Pensieri per Reizi

Ebraismo

Caro Rav Rodal, cara Dvora, avete visto quanta gente vi vuole bene? Le malheur de votre fille, come diceva Malherbe quattro secoli fa, il lutto di vostra figlia è stato anche il nostro lutto, tutti abbiamo pregato e sperato e alla fine abbiamo pianto con voi, come piangevano senza freni quei rabbini austeri che di solito parlano in yiddish, ma l’altro giorno parlavano in italiano, per dire parole che erano dirette a tutti e che tutti potessero capire. Ma erano parole per l’anima, sul mistero di quell’avvenimento che non si può sapere perché.

Rav Rodal maestro di bambini, maestro di adulti, una delle figure più amate nella nostra comunità, ci ha riunito tutti, tutti i gruppi di tutti i templi di Milano, che infame benefico effetto ha il dolore.

Quella bambina, che deve aver molto sofferto per quella malattia, ha sofferto certo meno di quanto non soffrano ora i genitori e i fratelli e le sorelle di quella grande e bellissima famiglia.

Noi vi siamo tutti vicini, ognuno con la personale conoscenza che ha di voi, con la riconoscenza di quello che ci avete insegnato, con l’esperienza di dolore non avvicinabile alla vostra.

Rav Rodal, ritorni quando può fra noi, venga a sentire quanto questo lutto lascerà un segno anche in noi. E noi cercheremo di fare quello che lei ci chiede, come piccolo sforzo per farvi sentire che non siete soli.

Lia Sacerdote

È il 6 giugno, 10 di sivan; siamo appena rientrati dalla Levayà della piccola Rezy Rodal z”l. Un turbine di pensieri mi attanaglia la mente, alla ricerca di un perché, di un motivo, di qualcosa.
Naturalmente non trovo nulla che possa spiegare una simile enormità. Ma un pensiero mi torna fisso e non riesco a scacciarlo: potevamo fare qualcosa per evitare una simile tragedia? Anche se la risposta
la conoscessimo, ormai è troppo tardi. E allora mi chiedo se possiamo da subito fare qualcosa perché non si ripeta. I disegni del Signore sono imperscrutabili, lo sappiamo bene, ma non sono vani. Ogni foglia che cade ha un preciso scopo.
Una bimba di 10 anni lascia la vita; non si può vanificare una cosa simile. Una bimba di 10 anni che lascia la vita, paga per tutti noi, porta il peso delle nostre
azioni, dei nostri pensieri, delle cose dette e di quelle non dette.

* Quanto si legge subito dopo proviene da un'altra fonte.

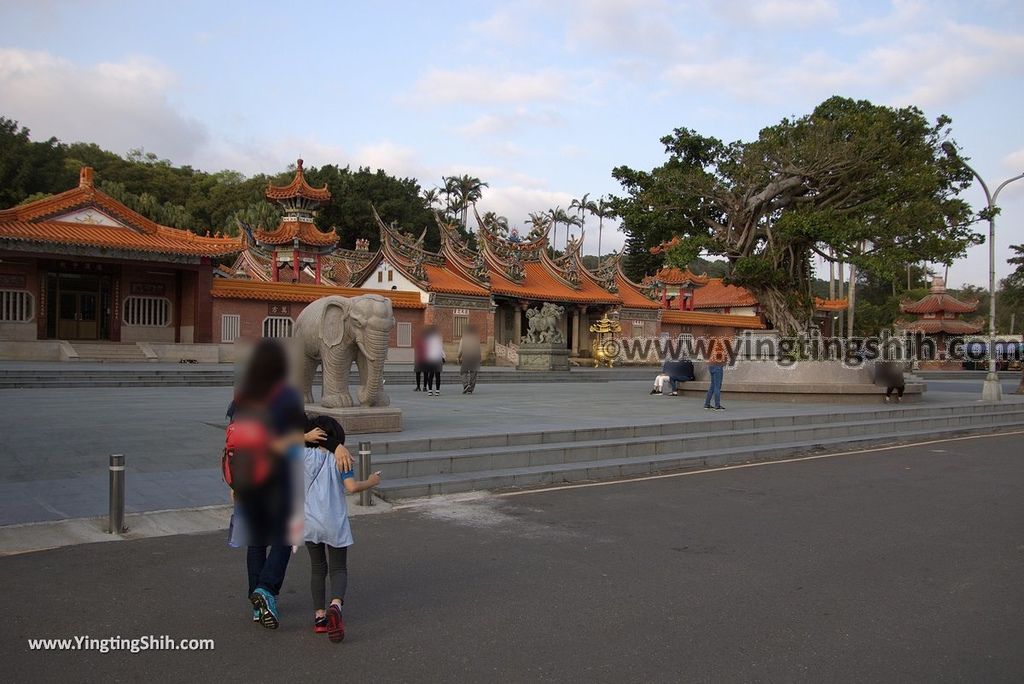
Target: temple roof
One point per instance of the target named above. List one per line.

E i pensieri vanno diretti a me, a chi mi sta intorno, alla Comunità, a tutti. Penso che fra un mese saremo tornati ai nostri quotidiani egoismi. Forse quello che manca è una buone dose di amore, gratuito senza secondi fini, lo stesso amore che si dà a una bimba di 10 anni, al di là di chi sia, di come si chiami, di quanto molto o poco conosciuta o potente sia, lo stesso amore che si dà alla sua salma sapendo che non potremo essere ricambiati.
Un appello? Retorica? No. Una risposta, l’unica che nella minuscola parte di mondo che mi è riservata ho potuto trovare, perché non possiamo stare a guardare, aspettare che il tempo passi, aspettare che tutto attorno a noi si muova come sempre.
Noi, tutti noi, io per primo, siamo inebetiti e tali resteremo se non riusciamo a darci una scossa, se non riusciamo a creare una unione pura che significa unione nella diversità, perché nessuno è uguale al suo prossimo, ma lo deve amare come ama se stesso.
Se torniamo a parlare di unità, cadiamo nella retorica. Se parliamo di amore, parliamo di una svolta. Possiamo solo augurarci che fra un mese, o forse prima, ci troveremo unanimi a dire che la dipartita di Rezy Rodal non è stata vana.